EL SEÑOR MARQUÉS

«El que se cree ser algo, no siendo nada, a sí mismo se engaña.»
Gálatas 6:3

Anillo egipcio.

Después de haber pasado media vida macerando sapos en arsénico, con la única intención de eliminar los obstáculos que le impedían ser el heredero, el marqués pasó a la siguiente fase: erigir la capilla más grande y hermosa de toda la catedral, una capilla a la altura de su linaje.

Para tan ambicioso proyecto contaba con la inestimable colaboración de un sobrino idiota, al que había prometido un sitio en su ermita. El noble, para evitar futuros incumplimientos por parte de sus beneficiarios, solicitó los servicios de un notario para dejar constancia de que la tumba de su pariente estaría situada, por los siglos de los siglos, a los pies de su venerado tío —quería llevarse al sobrino como asistente.
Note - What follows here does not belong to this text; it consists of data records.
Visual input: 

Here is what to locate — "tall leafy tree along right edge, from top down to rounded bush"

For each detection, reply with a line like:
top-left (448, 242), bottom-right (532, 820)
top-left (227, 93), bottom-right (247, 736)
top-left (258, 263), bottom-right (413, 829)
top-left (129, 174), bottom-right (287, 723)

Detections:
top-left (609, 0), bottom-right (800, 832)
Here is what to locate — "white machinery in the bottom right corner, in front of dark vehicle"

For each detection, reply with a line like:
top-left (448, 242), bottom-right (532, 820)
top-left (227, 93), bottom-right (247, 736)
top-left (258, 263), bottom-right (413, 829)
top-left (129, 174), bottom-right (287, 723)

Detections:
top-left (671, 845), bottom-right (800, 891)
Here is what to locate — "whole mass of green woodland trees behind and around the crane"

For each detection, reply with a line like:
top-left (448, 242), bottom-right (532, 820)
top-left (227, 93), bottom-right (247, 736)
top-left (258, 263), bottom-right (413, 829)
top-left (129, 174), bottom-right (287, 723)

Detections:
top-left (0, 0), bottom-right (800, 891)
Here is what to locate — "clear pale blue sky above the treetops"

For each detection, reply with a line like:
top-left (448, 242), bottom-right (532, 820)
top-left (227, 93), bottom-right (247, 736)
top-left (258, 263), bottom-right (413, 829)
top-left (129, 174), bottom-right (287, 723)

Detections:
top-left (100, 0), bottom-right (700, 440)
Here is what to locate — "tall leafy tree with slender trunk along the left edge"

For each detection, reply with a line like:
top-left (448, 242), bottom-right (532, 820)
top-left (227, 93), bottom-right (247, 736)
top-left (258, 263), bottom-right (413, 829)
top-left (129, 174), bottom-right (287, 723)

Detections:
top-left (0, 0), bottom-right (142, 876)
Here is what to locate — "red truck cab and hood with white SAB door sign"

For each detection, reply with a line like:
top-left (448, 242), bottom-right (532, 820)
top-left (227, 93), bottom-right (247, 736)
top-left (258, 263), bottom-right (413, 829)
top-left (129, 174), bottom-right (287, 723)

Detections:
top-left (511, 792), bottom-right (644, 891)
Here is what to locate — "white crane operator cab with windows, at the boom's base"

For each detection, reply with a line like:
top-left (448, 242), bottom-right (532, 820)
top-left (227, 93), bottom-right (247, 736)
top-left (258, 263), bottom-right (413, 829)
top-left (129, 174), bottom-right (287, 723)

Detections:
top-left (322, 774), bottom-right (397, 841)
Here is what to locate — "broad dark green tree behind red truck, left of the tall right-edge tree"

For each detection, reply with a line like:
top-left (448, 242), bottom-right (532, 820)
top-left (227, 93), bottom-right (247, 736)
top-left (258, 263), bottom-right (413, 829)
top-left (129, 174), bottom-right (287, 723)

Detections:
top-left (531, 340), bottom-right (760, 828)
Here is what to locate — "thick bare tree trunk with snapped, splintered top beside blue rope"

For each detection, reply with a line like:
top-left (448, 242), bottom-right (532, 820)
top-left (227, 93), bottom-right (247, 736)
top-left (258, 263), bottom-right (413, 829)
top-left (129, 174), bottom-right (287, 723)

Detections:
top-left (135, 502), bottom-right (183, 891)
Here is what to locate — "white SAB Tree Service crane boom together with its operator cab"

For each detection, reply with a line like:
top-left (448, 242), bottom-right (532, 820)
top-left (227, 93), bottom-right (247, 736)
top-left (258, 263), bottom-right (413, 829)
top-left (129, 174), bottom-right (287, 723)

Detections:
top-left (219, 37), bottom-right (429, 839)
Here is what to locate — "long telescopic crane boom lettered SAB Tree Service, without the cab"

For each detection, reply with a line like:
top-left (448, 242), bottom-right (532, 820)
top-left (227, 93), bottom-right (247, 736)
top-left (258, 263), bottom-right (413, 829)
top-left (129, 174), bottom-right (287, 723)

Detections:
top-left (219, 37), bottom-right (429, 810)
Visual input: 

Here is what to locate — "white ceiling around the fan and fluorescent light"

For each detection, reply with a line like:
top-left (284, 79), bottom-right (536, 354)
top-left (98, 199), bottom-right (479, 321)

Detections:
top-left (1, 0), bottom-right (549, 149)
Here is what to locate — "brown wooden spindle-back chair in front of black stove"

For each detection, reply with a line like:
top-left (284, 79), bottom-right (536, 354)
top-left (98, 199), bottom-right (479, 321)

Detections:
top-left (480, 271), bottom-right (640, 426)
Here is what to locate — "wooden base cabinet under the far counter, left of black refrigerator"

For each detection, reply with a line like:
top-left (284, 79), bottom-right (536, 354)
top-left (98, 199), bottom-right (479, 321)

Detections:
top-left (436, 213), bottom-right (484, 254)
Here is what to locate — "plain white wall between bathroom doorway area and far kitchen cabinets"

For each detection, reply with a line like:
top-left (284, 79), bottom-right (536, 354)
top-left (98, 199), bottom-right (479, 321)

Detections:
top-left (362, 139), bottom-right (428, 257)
Las vetas de mármol brillaban como piedras de río mojadas y las maderas nobles fueron decoradas con pan de oro. Los sepulcros ocupaban el centro del oratorio y…¡hasta quedaba sitio, luego de colocar el blasón, para el pequeño santo de alabastro! El noble quedó contento con los resultados.

El sitio elegido por el marqués cumplía todas sus pretensiones. Descansaría al resguardo del altar mayor —¡su capilla sobresalía de la estructura del templo!—. Además, desde esa situación tan privilegiada podría escuchar las misas, el repiqueteo de las campanas, la música del órgano, los cantos gregorianos y el murmullo de las letanías. Desde allí gozaría de las fragancias que desprenden los rosarios de pétalos de rosas y los incensarios.

Poco antes de fallecer, el noble volvió a llamar a su notario para añadir una cláusula a su testamento y garantizar el mantenimiento del adoratorio. Don Álvaro dejó a la iglesia una cantidad importante de ducados castellanos.

Pero llegó el día en que el dinero depositado se acabó.

Varios siglos han pasado desde que fueron enterrados, con honores y con pompas, el marqués y su sobrino. El pequeño santo de alabastro, clavado en el rosetón, aún mantiene el esplendor. ¡Ah!, pero otra cosa sucede con el resto del oratorio.

Los sepulcros cargan con siglos de polvo y moho, y en las lápidas apenas pueden leerse los nombres de los difuntos.

Un papel, escrito en ordenador y clavado en un tabique con tachuelas, informa al visitante que la bóveda estuvo vestida por un gran fresco de rutilantes estrellas. Y dice también que de la cúpula descendían ángeles renacentistas y que en la pared occidental había representada una escena del Juicio Final. En ese mismo papel, un poco más abajo, puede leerse que la obra, muy admirada en su tiempo, había sido inspirada en la capilla que El Giotto hizo para la familia Scrovegni.

Pocos euros cuesta la entrada al recinto donde se encuentran las tumbas del marqués y su sobrino. No hay ni recogimiento, ni rezos; tampoco se escuchan misas cantadas. La capilla no es más que un reclamo turístico de la catedral donde se encuentra ubicada.

La única compañía que tienen el marqués y su sobrino son los turistas que pasan sin mirar, porque está tan deteriorado el oratorio que ni ganas dan de hacerse un selfie.

—¡Ay, Don Álvaro, que no supiste ver que la materia se vuelve polvo,  tierra, fango…! ¡El alma, solamente el alma, marqués, puede elevarse a los cielos!